In [7]: GuessString(t2i, 0xff011e1c) # find a string starting from a known address Out[7]: 'akashimorino'
Internals
A dump is identified by its file name, used as index into the various dictionaries used.
Global variables
- bins: list of dumps (i.e. file names with .bin extension)
- loadaddrs: dictionary of load addresses for each dump
- idcs: dictionary of idc file names for each dump
- D: dictionary containing lots of info about dumps: ROM contents, IDC names, functions, signatures...
Functions
- BYTE(bin, addr): read a byte from the ROM, from the dump whose file name is bin
- GuessString(bin, addr): detect a string starting from addr
- funcname(bin, addr): function name extracted from IDC, or sub_ABCD1234 if it's not found
- getname(bin, addr): similar to funcname, but used for other names (not functions).
Functions for interactive use
- find_funcs(bin, regex): find functions using a regex string
In [1]: find_funcs(t2i, r"Flavor[C|S]") ff205b24: FlavorSharpness ff205c14: FlavorContrast ff205dac: FlavorSaturation ff205e9c: FlavorColorTone
- find_refs(bin, value): look for references to a given name or value.
In [1]: find_refs(t2i,0x2b74) DebugMsg+112: ff067458: 2a000003 bcs ff06746c <_binary_550D_108_05_0xff010000_bin_start+0x5746c> ff06745c: e59f00f4 ldr r0, [pc, #244] ; ff067558 <_binary_550D_108_05_0xff010000_bin_start+0x57558> ff067460: e7901101 ldr r1, [r0, r1, lsl #2] pointer to 0x2b74 ... etc ...
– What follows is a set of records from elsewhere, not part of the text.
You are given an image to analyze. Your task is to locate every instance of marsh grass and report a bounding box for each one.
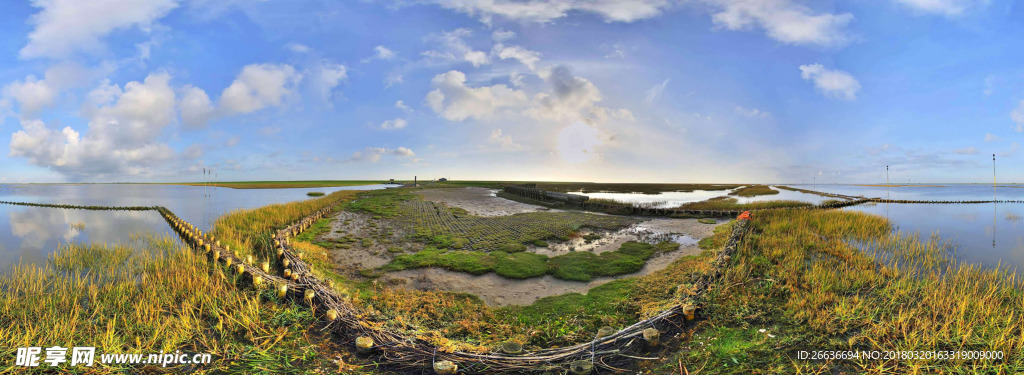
[729,184,778,197]
[679,197,813,210]
[174,180,384,189]
[211,191,358,259]
[380,242,679,282]
[0,235,348,374]
[360,245,714,351]
[670,210,1024,374]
In [2]: find_refs(t2i,"sounddev") ...
- guess_data(bin, value): return a friendly name for value. It detects whether value is a function address, a pointer to a string or a pointer to some other value in ROM (or just a plain number).
In [1]: print guess_data(t2i,0xff05de04) pointer to 0x2e5b0 In [2]: print guess_data(t2i,0xff011e1c) 'akashimorino' In [3]: print guess_data(t2i,0xff0673ec) @DebugMsg
- show_func(bin, f): displays disassembly of a function, given by name or address.
- show_diasam(bin, start, end): displays disassembly of the code between start and end address.